Mais au-delà du simple nom de l'acquéreur, ce rachat raconte une histoire de pouvoir, de dettes colossales et d'un timing historique absolument désastreux qui a failli couler les deux entreprises. On n'est pas ici dans un simple échange de bons procédés entre industriels, mais dans une véritable guerre de tranchées financière.
Une prise de contrôle qui ressemble à un thriller financier
C'est l'histoire d'une petite souris qui a voulu avaler un éléphant, et le truc c'est que personne ne l'avait vu venir. En juillet 2008, le groupe Schaeffler, une entreprise familiale beaucoup plus petite que Continental, annonce son intention de prendre le contrôle du géant des pneumatiques. À l'époque, Continental pèse trois fois plus lourd que son assaillant en termes de chiffre d'affaires. C'est un peu comme si une supérette de quartier tentait de racheter une multinationale de la grande distribution. L'arrogance de l'opération a d'abord fait rire les analystes, avant que la panique ne s'installe dans les bureaux de Francfort.
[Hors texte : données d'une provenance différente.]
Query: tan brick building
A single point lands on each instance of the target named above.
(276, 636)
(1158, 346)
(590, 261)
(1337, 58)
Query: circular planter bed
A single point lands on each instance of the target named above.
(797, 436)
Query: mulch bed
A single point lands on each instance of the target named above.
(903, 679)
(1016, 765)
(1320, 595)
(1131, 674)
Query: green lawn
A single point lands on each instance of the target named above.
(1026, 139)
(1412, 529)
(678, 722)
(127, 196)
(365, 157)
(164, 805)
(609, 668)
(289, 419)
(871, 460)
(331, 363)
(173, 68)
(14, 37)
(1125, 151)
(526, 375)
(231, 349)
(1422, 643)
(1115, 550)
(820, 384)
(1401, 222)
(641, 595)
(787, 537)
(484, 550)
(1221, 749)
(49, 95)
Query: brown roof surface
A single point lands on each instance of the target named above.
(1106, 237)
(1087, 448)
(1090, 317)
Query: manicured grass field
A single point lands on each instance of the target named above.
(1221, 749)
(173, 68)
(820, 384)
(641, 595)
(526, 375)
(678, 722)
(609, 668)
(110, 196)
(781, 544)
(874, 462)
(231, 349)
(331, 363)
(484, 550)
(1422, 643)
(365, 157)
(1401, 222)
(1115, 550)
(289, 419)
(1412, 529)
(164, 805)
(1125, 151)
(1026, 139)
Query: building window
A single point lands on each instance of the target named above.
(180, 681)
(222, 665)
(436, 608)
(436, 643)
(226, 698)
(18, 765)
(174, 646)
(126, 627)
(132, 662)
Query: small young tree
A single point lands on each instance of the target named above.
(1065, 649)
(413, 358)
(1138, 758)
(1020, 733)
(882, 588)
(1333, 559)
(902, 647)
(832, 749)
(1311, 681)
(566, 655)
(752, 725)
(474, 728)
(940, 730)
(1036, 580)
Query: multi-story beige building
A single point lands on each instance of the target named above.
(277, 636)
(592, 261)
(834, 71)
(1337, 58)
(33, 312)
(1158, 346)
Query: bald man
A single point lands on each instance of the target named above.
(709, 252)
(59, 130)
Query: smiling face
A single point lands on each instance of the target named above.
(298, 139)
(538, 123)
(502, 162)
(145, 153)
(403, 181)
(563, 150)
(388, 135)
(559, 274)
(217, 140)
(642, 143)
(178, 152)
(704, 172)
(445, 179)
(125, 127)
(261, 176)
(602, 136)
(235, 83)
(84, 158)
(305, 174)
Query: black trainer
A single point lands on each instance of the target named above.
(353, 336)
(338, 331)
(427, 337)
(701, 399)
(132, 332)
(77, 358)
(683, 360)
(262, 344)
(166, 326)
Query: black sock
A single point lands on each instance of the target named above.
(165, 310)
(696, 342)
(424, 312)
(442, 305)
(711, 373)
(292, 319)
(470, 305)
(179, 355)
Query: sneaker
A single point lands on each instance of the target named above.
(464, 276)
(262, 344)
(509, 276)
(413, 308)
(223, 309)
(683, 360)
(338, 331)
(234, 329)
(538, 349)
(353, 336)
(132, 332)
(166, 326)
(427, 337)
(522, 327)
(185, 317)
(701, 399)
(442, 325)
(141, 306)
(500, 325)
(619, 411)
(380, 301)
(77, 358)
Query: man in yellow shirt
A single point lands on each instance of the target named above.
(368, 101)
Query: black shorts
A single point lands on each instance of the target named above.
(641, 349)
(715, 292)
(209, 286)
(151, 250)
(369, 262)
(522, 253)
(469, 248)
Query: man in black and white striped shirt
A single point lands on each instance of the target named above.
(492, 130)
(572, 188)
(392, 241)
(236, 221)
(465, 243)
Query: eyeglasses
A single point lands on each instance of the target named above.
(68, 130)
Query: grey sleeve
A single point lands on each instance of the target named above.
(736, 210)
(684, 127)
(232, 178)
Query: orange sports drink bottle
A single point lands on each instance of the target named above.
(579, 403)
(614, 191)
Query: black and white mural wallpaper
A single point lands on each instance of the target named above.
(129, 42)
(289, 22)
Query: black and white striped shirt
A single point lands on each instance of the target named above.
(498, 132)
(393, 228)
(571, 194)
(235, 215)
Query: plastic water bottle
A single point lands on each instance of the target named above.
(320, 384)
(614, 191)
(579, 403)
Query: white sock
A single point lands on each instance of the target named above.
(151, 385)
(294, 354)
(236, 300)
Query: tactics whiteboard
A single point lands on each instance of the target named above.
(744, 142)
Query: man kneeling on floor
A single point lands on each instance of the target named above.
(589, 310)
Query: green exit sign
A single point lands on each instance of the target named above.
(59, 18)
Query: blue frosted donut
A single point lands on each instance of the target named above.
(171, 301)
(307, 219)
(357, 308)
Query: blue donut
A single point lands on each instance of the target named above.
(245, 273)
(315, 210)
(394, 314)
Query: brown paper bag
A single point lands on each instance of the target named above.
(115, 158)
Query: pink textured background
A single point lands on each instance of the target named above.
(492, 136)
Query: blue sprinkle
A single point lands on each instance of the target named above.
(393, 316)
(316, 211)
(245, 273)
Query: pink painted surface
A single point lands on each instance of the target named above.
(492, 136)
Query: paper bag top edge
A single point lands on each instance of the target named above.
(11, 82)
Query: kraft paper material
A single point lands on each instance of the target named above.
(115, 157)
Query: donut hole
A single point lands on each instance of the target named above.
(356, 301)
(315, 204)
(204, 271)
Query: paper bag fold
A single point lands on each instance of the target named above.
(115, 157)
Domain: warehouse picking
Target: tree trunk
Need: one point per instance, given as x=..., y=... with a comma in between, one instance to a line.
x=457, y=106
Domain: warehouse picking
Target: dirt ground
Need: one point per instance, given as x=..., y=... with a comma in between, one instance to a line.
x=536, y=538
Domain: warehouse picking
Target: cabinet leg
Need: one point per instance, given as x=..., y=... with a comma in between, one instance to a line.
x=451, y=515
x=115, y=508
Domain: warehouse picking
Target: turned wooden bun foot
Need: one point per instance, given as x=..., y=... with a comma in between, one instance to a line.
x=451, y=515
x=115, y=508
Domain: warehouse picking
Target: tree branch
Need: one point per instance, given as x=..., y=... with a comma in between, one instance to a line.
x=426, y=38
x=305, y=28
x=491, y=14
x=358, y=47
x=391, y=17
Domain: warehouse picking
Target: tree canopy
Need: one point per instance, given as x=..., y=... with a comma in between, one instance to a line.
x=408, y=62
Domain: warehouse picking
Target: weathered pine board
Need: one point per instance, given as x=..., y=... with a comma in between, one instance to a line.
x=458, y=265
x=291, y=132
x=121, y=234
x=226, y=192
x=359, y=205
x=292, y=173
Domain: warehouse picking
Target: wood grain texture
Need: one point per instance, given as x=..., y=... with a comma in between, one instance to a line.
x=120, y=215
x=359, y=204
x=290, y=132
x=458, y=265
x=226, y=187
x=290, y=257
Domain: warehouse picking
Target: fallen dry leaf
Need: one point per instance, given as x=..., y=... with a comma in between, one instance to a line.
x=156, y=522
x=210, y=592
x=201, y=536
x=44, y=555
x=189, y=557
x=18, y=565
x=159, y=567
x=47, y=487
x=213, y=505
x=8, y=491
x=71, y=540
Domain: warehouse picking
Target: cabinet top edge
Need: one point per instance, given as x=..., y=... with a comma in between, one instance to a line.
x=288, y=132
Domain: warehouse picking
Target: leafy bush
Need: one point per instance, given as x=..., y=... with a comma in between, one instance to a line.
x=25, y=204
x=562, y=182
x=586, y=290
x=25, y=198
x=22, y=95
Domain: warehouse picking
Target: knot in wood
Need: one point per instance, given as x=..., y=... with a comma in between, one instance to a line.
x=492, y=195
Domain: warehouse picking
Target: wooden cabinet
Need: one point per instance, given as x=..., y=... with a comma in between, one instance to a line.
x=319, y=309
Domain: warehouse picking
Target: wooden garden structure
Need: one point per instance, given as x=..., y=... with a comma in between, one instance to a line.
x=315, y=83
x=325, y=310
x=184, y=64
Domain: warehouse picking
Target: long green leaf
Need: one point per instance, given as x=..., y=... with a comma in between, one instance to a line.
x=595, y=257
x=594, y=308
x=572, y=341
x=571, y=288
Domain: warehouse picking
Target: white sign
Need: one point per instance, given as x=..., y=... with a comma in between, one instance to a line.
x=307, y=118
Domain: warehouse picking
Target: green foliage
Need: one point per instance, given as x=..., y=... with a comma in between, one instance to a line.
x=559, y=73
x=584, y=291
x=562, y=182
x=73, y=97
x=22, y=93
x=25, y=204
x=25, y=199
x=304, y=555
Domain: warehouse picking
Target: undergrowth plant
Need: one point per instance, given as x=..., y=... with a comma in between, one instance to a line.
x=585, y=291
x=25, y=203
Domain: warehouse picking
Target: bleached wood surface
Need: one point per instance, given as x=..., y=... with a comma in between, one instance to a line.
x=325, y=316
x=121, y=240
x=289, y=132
Le problème, c'est que Schaeffler a utilisé des produits financiers dérivés complexes pour masquer sa montée au capital. Ils ont agi dans l'ombre, ramassant des options d'achat discrètement, pour se réveiller un matin avec près de 36 % des droits de vote virtuels en poche. L'OPA hostile était lancée. La direction de Continental a hurlé à la trahison, dénonçant des méthodes de prédateur, mais le mal était fait. Les banques, attirées par les commissions, ont suivi le mouvement sans trop poser de questions, du moins au début.
Le choc frontal entre deux cultures industrielles
D'un côté, on avait Continental, une société cotée en bourse (le DAX 30), transparente, gérée par des managers professionnels. De l'autre, Schaeffler, une boîte tenue d'une main de fer par Maria-Elisabeth Schaeffler et son fils Georg. Le contraste ne pouvait pas être plus saisissant. On est loin du compte si l'on imagine que l'intégration s'est faite dans la douceur. Les cadres de Continental voyaient d'un très mauvais œil l'arrivée de ces "propriétaires" qui venaient chambouler une stratégie bien huilée, notamment après le rachat massif de VDO auprès de Siemens pour 11,4 milliards d'euros par Continental juste avant l'assaut.
Le rôle trouble des institutions bancaires
Reste que cette opération n'aurait jamais pu voir le jour sans le soutien aveugle de banques comme Royal Bank of Scotland ou Commerzbank. Elles ont prêté des milliards à Schaeffler pour financer le rachat des actions à un prix fixé à 75 euros l'unité. À ce moment-là, tout le monde pensait que la croissance serait éternelle. Or, la réalité a frappé à la porte de manière brutale quelques semaines plus tard. Je reste convaincu que si Schaeffler avait attendu seulement trois mois, ils auraient pu racheter Continental pour le tiers du prix, mais l'orgueil industriel l'a emporté sur la prudence financière.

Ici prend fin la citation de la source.